Palin has given various reasons for stepping down: primarily her home life and her family. However, the pundits and commentators are not satisfied with her explanation. In fact, female pundits are particularly upset about it.
Several prominent women have come out to lambast Palin, on the grounds that she has apparently broken some kind of feminist covenant. Apparently there is no way that Palin, or any woman for that matter, could possibly ever want to put her family before her career. God forbid. She’s now being called a ‘quitter’.
To be honest, I don’t care much for Sarah Palin. I found her to be disingenuous, a race-baiter and not someone that I could relate with or aspire to. Her political views on issues like abortion did little to advance the progress of women’s rights and as a minority female, she is the antithesis of much that I believe in. However, I take umbrage with this idea that there is any one, fixed way in which a woman – including Sarah Palin – should behave when it comes to making choices about her life. Isn’t the whole point of feminism to enable women to have the power and right to choose?
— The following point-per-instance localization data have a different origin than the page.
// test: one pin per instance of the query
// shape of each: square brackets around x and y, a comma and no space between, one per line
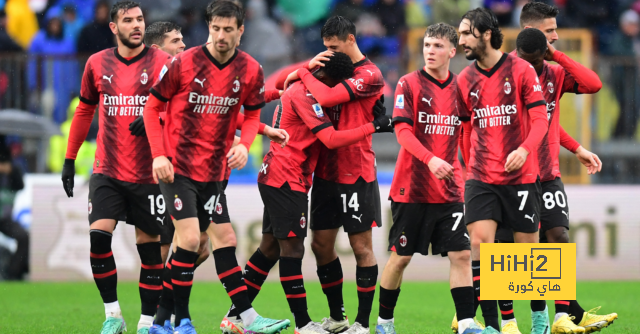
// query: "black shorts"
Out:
[141,205]
[168,230]
[416,225]
[206,201]
[285,211]
[356,206]
[513,206]
[554,211]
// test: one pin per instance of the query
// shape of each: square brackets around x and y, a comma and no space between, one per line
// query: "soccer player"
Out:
[504,101]
[427,191]
[345,187]
[205,87]
[285,180]
[118,81]
[568,76]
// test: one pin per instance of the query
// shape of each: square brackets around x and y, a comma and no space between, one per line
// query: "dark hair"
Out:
[225,8]
[531,40]
[535,12]
[338,67]
[121,5]
[154,34]
[483,20]
[443,30]
[338,26]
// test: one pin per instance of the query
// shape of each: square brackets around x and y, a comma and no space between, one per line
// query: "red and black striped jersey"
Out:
[302,117]
[431,109]
[346,164]
[205,98]
[503,103]
[120,88]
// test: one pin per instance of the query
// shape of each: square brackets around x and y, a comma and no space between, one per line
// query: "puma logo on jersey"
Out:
[200,82]
[530,218]
[263,169]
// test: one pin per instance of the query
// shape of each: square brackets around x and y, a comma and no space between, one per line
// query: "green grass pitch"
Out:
[423,307]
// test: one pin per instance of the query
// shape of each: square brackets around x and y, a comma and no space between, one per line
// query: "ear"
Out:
[113,27]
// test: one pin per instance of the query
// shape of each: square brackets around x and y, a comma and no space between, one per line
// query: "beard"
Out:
[126,42]
[478,52]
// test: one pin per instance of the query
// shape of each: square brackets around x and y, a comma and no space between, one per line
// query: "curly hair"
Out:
[483,20]
[338,67]
[535,12]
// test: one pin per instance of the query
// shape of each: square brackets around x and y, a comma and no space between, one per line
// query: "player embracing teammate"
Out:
[427,192]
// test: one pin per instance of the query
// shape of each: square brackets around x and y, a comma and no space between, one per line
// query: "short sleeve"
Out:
[89,93]
[168,81]
[403,103]
[255,100]
[311,113]
[569,84]
[365,83]
[531,88]
[461,104]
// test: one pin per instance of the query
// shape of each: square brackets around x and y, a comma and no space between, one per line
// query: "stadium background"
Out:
[42,81]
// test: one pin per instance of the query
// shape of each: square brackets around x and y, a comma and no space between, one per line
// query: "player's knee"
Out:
[557,235]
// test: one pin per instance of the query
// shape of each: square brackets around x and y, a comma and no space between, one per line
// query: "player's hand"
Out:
[589,160]
[236,141]
[440,168]
[293,76]
[516,159]
[317,60]
[379,108]
[548,56]
[238,157]
[162,169]
[68,174]
[137,127]
[383,124]
[279,136]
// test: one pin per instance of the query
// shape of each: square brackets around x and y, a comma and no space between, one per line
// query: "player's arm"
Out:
[537,110]
[82,118]
[325,95]
[585,81]
[586,157]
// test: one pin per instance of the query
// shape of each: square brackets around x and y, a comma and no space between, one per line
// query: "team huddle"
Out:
[167,145]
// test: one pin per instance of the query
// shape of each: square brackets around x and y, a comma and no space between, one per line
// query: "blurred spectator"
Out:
[450,11]
[260,36]
[72,24]
[22,24]
[194,27]
[97,36]
[51,68]
[7,44]
[350,9]
[418,12]
[502,9]
[308,17]
[624,74]
[10,182]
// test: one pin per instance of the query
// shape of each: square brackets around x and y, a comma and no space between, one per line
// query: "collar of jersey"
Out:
[360,63]
[435,81]
[495,68]
[132,60]
[215,62]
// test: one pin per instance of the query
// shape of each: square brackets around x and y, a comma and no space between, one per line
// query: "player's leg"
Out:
[224,242]
[106,205]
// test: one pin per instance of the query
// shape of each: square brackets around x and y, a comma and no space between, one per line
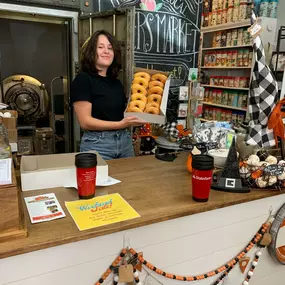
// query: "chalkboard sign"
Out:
[167,35]
[273,170]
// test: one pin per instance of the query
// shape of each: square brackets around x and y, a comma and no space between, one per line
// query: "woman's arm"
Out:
[83,111]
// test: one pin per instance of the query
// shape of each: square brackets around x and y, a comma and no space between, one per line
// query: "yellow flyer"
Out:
[100,211]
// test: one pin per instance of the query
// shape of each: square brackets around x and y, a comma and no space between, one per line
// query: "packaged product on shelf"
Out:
[206,6]
[234,116]
[246,38]
[236,13]
[224,59]
[240,117]
[250,58]
[219,96]
[230,14]
[218,58]
[272,9]
[214,18]
[214,114]
[243,82]
[210,96]
[240,58]
[263,8]
[206,59]
[215,4]
[206,95]
[230,98]
[224,100]
[240,98]
[214,96]
[235,99]
[210,112]
[242,11]
[224,16]
[206,113]
[205,19]
[236,81]
[218,114]
[219,17]
[220,4]
[240,37]
[231,81]
[234,58]
[223,39]
[228,115]
[244,101]
[229,38]
[245,60]
[234,37]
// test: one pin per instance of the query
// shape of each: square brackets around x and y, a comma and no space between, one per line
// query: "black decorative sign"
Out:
[273,170]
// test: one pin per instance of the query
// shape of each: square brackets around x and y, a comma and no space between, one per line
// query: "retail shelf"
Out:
[224,87]
[226,67]
[224,106]
[229,47]
[245,23]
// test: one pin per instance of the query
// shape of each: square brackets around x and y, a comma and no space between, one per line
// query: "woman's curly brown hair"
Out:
[88,55]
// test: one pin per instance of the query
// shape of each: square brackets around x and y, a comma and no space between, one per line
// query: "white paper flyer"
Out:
[44,208]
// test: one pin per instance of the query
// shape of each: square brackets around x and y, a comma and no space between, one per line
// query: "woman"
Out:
[99,100]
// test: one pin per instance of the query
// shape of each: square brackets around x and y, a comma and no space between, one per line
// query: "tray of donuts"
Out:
[149,95]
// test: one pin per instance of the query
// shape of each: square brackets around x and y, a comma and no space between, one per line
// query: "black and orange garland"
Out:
[225,269]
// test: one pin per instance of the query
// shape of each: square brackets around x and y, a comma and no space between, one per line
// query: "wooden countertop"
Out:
[157,190]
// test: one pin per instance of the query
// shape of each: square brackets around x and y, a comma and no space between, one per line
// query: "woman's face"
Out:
[104,53]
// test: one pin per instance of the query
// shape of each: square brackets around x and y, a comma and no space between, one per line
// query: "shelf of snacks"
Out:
[224,87]
[227,26]
[226,47]
[224,106]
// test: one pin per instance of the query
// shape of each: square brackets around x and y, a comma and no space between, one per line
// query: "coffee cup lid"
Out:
[202,162]
[85,160]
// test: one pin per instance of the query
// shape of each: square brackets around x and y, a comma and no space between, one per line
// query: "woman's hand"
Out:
[131,122]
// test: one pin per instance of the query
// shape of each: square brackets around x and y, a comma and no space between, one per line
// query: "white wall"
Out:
[189,245]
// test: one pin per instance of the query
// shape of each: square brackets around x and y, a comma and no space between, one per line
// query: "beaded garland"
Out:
[225,269]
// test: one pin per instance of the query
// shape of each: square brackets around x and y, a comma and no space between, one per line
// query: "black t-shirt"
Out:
[104,93]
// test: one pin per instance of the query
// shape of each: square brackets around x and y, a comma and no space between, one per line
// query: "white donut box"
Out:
[150,118]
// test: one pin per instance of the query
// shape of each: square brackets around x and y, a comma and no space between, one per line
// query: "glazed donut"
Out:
[144,75]
[138,103]
[136,88]
[134,109]
[154,98]
[155,90]
[152,110]
[159,77]
[141,81]
[155,83]
[152,104]
[138,96]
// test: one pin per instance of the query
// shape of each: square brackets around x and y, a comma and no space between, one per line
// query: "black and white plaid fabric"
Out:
[262,99]
[170,129]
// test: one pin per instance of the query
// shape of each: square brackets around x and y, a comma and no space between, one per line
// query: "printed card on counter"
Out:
[100,211]
[44,208]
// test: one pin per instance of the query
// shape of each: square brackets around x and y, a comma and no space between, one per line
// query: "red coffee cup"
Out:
[86,164]
[202,172]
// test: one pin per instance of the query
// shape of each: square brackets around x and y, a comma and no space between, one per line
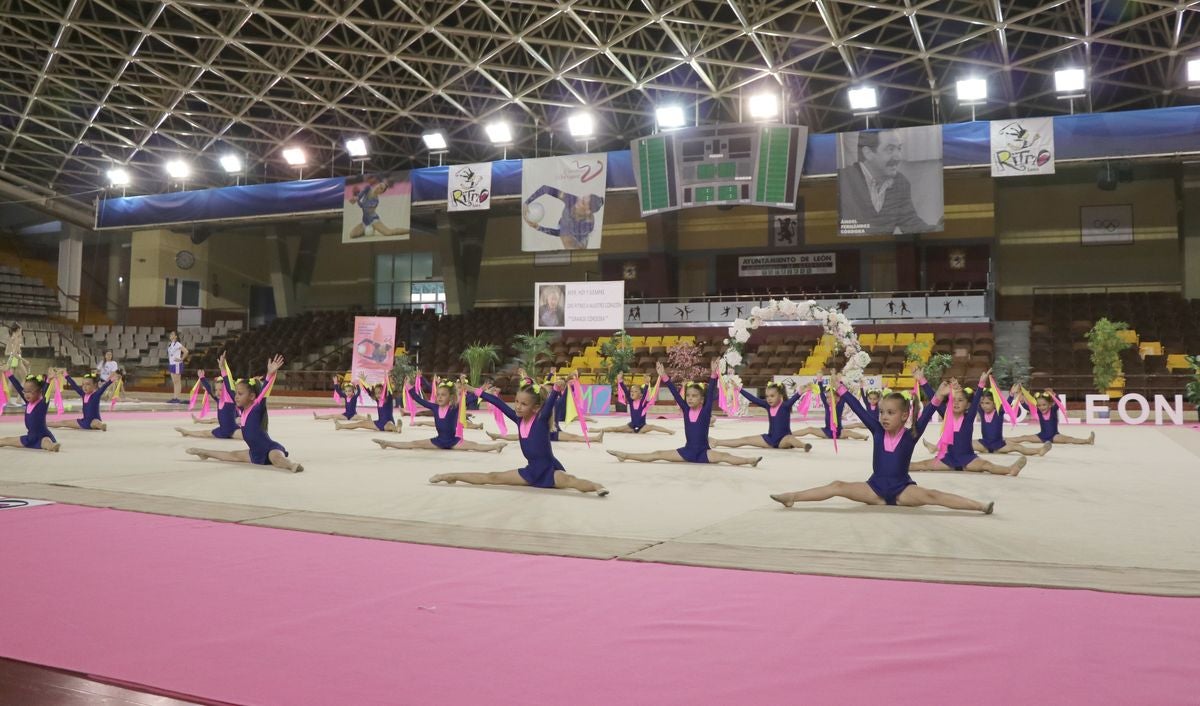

Asserting that a woman should be concerned primarily with her career is no different to me than asserting that a woman needs necessarily only concern herself with cooking and cleaning. A woman shouldn’t have to be concerned about any particular thing – she should have the option to decide for herself what is a priority, without other people condemning her for that.
Perhaps Sarah Palin’s family is more important to her than her career. Perhaps being there for her children and raising them to be healthy and well-balanced individuals is not worth sacrificing. When did being a mother – and being there fully – become such a taboo? Surely her ability to choose should be celebrated by feminists?
Interestingly enough, similar disdain has been cast upon First Lady Michelle Obama in the past for choosing to become the self-titled ‘Mom-In-Chief’. Some seem to feel that you can only truly be a powerful woman if you are a superwoman; that somehow admitting that you are human and perhaps unwilling or even unable to cope with the demands of both a high pressured career and the needs of a family is a sign of weakness and is antithetical to feminism.
As a 28-year-old woman approaching the age when getting married and having babies seems to be the most popular pastime among my friends, I have been interested to note how many of my girlfriends – all well educated, successful women – can’t wait to become mothers and look after their children. There are a number who are willing to give up their careers to do so. And it’s not because, like Sarah Palin, they have to, it’s because they can.
The women’s rights movement gave women choices. Let’s celebrate, not criticise, them for exercising those choices.